Chavez affirmed that he feels 100 percent after a hamstring pull that caused him to miss nearly half the season, and the stats back that up. In five rehab games with the Gulf Coast and St. Lucie Mets, Chavez batted .550 with six RBIs.
He was hitting .292 in 47 games before the injury, a year after becoming something of a Mets cult hero for his game-saving catch in last October's National League Championship Series.
So to sit in Florida unable to play had been eating at Chavez for some time. He said that the toughest part was lying around for five weeks only to find that the pain -- initially expected to sideline him only for a month -- hadn't subsided one bit.
"It was terrible," Chavez said. "Sometimes you get disappointed and frustrated. It's not fun. It's something that nobody expected -- but that's in the past."
Of course, his newfound health comes with a catch. Should the Mets activate Chavez before rosters expand on Sept. 1, another Met will be forced to lose his roster spot. Of the team's current bench players, only Lastings Milledge and Ruben Gotay could head to the Minors without clearing waivers -- but the Mets would be wary to part ways with Milledge, who has been starting regularly in right field.
So the Mets could either drop a pitcher and play with a shorthanded staff for a week, or simply wait to activate Chavez until Sept. 1.
Deep sixed: Carlos Delgado's drop on Friday from fifth to sixth in the lineup may not make a whole lot of difference in his day-to-day operations.
"I just go to the plate a minute later," he said, shrugging off the move's implications.
Yet there are implications. Delgado hasn't been the same hitter since missing four games last week with a hyperextended left knee, going hitless in 13 ensuing at-bats and stranding 12 runners over the past two games. That slump has lowered his season average to .247, while he's averaging a home run only every 25.4 at-bats.

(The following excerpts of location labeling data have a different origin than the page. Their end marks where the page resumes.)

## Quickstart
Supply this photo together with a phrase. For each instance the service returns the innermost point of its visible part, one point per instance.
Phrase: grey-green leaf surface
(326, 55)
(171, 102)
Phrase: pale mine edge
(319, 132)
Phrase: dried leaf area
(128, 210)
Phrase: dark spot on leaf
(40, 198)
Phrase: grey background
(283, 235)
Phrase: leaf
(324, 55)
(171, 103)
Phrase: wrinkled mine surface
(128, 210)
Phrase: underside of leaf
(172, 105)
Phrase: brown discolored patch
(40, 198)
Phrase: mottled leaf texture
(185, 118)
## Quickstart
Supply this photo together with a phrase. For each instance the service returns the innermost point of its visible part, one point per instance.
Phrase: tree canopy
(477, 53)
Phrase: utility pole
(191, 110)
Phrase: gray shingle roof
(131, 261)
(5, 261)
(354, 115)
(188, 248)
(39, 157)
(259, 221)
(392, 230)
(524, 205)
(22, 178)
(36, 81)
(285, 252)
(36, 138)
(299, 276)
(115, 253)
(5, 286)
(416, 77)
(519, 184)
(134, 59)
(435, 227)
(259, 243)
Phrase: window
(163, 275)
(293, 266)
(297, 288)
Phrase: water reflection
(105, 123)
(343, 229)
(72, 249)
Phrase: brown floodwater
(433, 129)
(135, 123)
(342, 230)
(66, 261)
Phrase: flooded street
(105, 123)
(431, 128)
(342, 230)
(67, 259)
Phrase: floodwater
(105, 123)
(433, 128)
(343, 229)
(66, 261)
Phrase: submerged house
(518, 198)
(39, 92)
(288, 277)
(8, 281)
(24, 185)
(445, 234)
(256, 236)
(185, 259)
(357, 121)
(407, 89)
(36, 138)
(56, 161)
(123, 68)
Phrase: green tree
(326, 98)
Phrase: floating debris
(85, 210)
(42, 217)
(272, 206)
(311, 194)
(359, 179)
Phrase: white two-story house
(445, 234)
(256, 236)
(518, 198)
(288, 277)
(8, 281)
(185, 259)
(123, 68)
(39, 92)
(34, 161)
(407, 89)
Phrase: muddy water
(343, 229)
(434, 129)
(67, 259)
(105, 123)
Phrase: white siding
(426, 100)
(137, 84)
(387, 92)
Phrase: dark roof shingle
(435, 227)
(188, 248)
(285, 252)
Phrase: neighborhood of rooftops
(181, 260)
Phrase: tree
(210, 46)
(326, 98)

He went deep nearly twice as often last season, once every 13.8 at-bats.
And those numbers were enough reason for a lineup switch.
"I have the luxury of having great hitters in my lineup," said manager Willie Randolph, who put left fielder Moises Alou in Delgado's normal fifth slot. "Moises Alou's a pretty good hitter, too."
Alou, by contrast, has hit .346 over the past two weeks.
Infield issues: Second baseman Luis Castillo was absent from the Mets lineup on Friday, a day after banging his right knee on a slide into third base in the ninth inning.
He said after the game on Thursday that he felt fine and would be ready to play the next day. Yet Randolph held him back, and Castillo will instead spend his Friday night in the dugout, stretching the leg and receiving massage treatment.
"It's nothing serious," Randolph said. "It's a nice time to give him a day off. He's been going at it pretty good."
Record thievery: A day after Jose Reyes established a new team single-season record, the Mets hit their own new high on Thursday night when David Wright stole the club's 160th base of the year. The Mets added four more in that game to push the mark to 164, shattering the old record of 159 steals, set in 1987.
Combined, Wright and Reyes entered Friday's play with 96 steals, more than every National League team other than Philadelphia and Los Angeles.
Down on the farm: Paul Lo Duca's first Minor League rehab game with Class A Brooklyn was washed out on Thursday night. Lo Duca was scheduled to catch the first half and DH in the second half of Friday's makeup doubleheader, before moving on to Double-A Binghamton over the weekend. ... First baseman Mike Carp homered and drove in four runs in Binghamton's 9-2 victory over Trenton, the club that's leading its Eastern League division by 10 1/2 games.
Coming up: Orlando Hernandez meets rookie Eric Stults on Saturday in the second of two games between the Mets and Dodgers at Shea. First pitch for the FOX Game of the Week is slated for 3:55 p.m. ET.